Their raid on the bank in Saint Denis had been a bad idea from the start, even Dutch, with his mind as clouded and muggy as Bayou Nwa, could see it. But Hosea, for some reason that Arthur could never see, maybe desperation, or some sort of misguided hope, had latched onto it like a hound dog with a hide, and insisted that they do it.

"You wanted him to die, didn't you?"

And for that he'd died like a dog. Shot down in front of them, writhing on the ground in pain, not even granted a second shot to put him out of his misery. Even a cruel master would grant a hound an easy death, and yet Hosea had been left to suffer his death. Dutch may have been bending under the thousands of pounds of pressure put on his shoulders, of trying to support a gang twenty strong in a shrinking world, may have been beginning to crack, to give way, after the blow to his head,

"You told them to shoot him, didn't you? Wanted him out of the way!"

but it was the loss of his partner, his companion of well over twenty years, that made him shatter. Made his weakened mind snap, left him wild-eyed and nonsensical, desperate and lashing out at anyone and everyone. Struggling to run the gang when he no longer had someone to keep him in check, to keep him in line. Paranoid and fearful, seeing betrayal where there wasn't any, loyalty in all the wrong places.

"It should have been you!"

And Arthur would never know what had started the fight. Dutch had been so volatile lately, it could have been anything. A word taken the wrong way, even just a look. But it had quickly grown out of hand; where Arthur and, once they saw how quickly things were going south, John, Susan and Charles, had tried to defuse it, Dutch had done the opposite, trying to anger Arthur. Tried to goad him into a fight, to make him lose his temper.

"Why couldn't it have been you?!"

In the end, though, it was Dutch that had lost it. It had been years since Arthur had seen him cry, and in fact he hadn't. But there was no denying the way his face had twisted up, his brown eyes, hidden by his perpetually dilated pupils, gleamed, and the way his voice had cracked.

And he had sounded so tired, even as he turned to walk to his tent. But the sincerity in his voice had stabbed Arthur like a knife to the heart,

"Why? Why did it have to be him? Why couldn't it have been you?"

and he had felt what remained of his world crumple out from beneath his feet, feeling Dutch leave him, being as far away as Hosea despite being within arm's reach.

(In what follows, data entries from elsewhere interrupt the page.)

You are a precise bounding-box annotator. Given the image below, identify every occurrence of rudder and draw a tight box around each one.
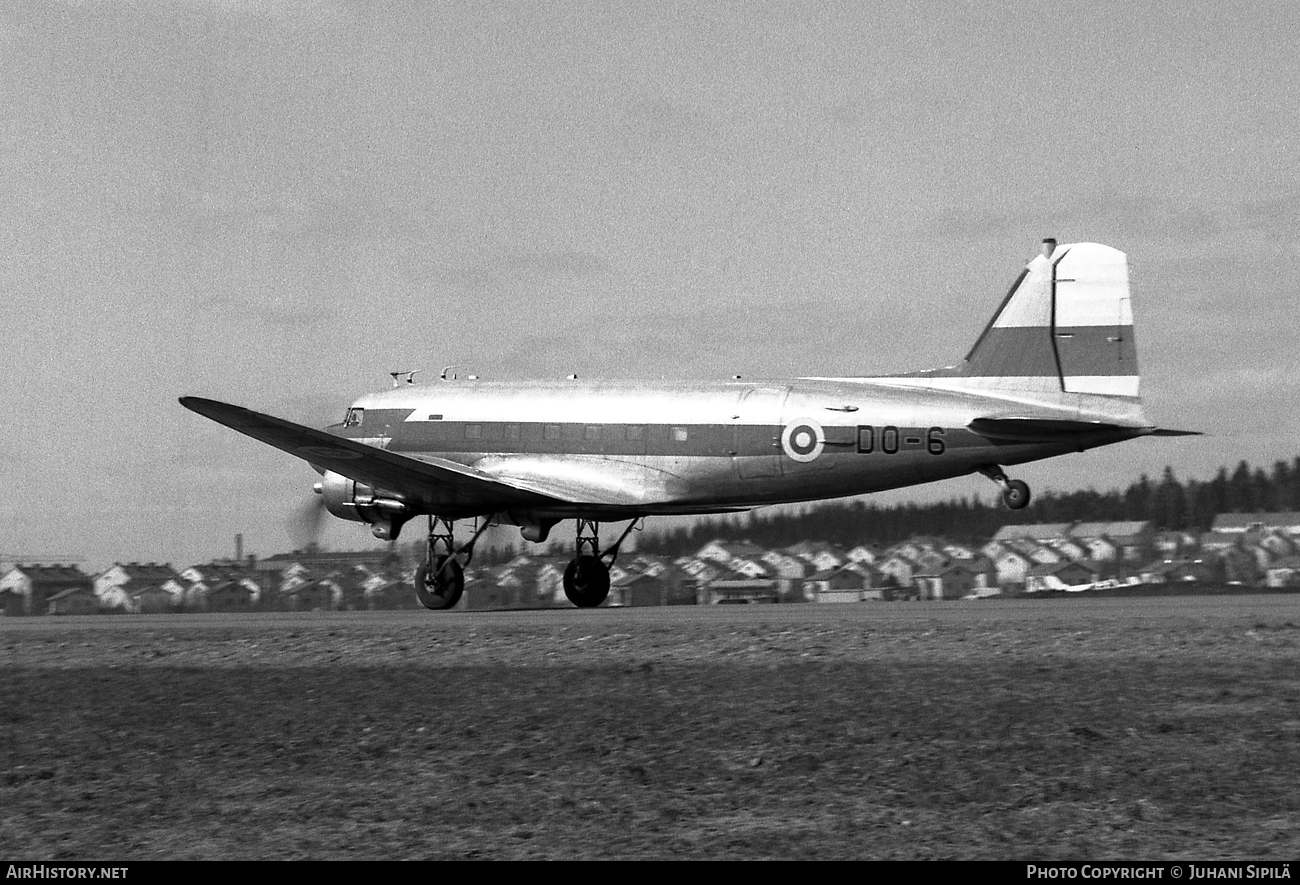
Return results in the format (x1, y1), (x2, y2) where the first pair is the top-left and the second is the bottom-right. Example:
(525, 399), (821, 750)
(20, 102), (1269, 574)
(959, 240), (1139, 398)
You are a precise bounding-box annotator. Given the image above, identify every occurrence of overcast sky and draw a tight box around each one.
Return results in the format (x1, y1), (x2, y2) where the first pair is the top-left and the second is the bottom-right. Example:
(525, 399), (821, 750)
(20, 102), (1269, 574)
(0, 0), (1300, 568)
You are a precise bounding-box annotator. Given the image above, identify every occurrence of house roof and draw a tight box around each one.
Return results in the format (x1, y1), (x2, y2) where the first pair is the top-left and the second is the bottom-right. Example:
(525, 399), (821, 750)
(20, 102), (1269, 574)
(993, 522), (1070, 541)
(1070, 520), (1151, 538)
(1210, 511), (1300, 534)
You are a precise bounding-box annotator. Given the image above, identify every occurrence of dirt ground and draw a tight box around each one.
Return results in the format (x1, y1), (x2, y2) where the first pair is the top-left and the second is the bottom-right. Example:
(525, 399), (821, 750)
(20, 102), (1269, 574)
(0, 596), (1300, 860)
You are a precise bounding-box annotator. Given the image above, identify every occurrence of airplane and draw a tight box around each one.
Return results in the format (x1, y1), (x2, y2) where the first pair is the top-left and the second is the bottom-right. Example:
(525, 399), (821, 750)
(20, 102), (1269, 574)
(181, 239), (1193, 609)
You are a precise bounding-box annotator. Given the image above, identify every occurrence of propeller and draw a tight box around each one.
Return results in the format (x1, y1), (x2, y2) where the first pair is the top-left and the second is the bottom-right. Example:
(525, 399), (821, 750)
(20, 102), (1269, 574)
(289, 494), (329, 550)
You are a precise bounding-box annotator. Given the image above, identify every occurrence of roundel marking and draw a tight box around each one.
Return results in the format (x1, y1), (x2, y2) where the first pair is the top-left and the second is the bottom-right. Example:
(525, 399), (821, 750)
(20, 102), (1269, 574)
(781, 418), (826, 464)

"It should have been you!"

"You should have died instead of him!"

"We'd all be better off if it had been you!"

"We should have left you on those streets!"

"Hosea would still be alive if it wasn't for you!"

"You wanted him to die, didn't you?"

"You told them to shoot him, didn't you? Wanted him out of the way!"

"It should have been you!"

"Why couldn't it have been you?!"

"Why? Why did it have to be him? Why couldn't it have been you?"

Arthur brought his gun up, the grip cool against his palm. As he raised it, a beam of sunlight caught the intricate engraving of a stag overlooking a mountain range, standing out in stark relief against the grain of the gun; the etching seemed to glow gold.

The barrel of the gun clicked uncomfortably against his teeth as he dropped his jaw, barely managing to fit it inside-he should have had the scope removed. But he managed, and carefully adjusted the gun, knowing just where to aim.

He was a fuck-up, a mistake that shouldn't have ever been born. But Arthur was determined to see this through right. He never could do any good, but he sure as Hell could destroy things, and he relied on that now.

Flicking off the safety, he rested his finger on the trigger.

"You have to hold steady. Breathe slowly... and always pull the trigger on empty lungs."

Hosea had told him that, and he always listened to Hosea. So he inhaled deep, appreciated the crisp air in his lungs. Appreciated the smell of the Daffodil field he had found himself drawn to. He exhaled, long and slow, trying to breathe out the trembling that rattled the gun against his teeth. Appreciated the fading yips of coyotes as they retreated to their dens for the day.

His lungs empty, he tightened his finger on the trigger, and knew no more.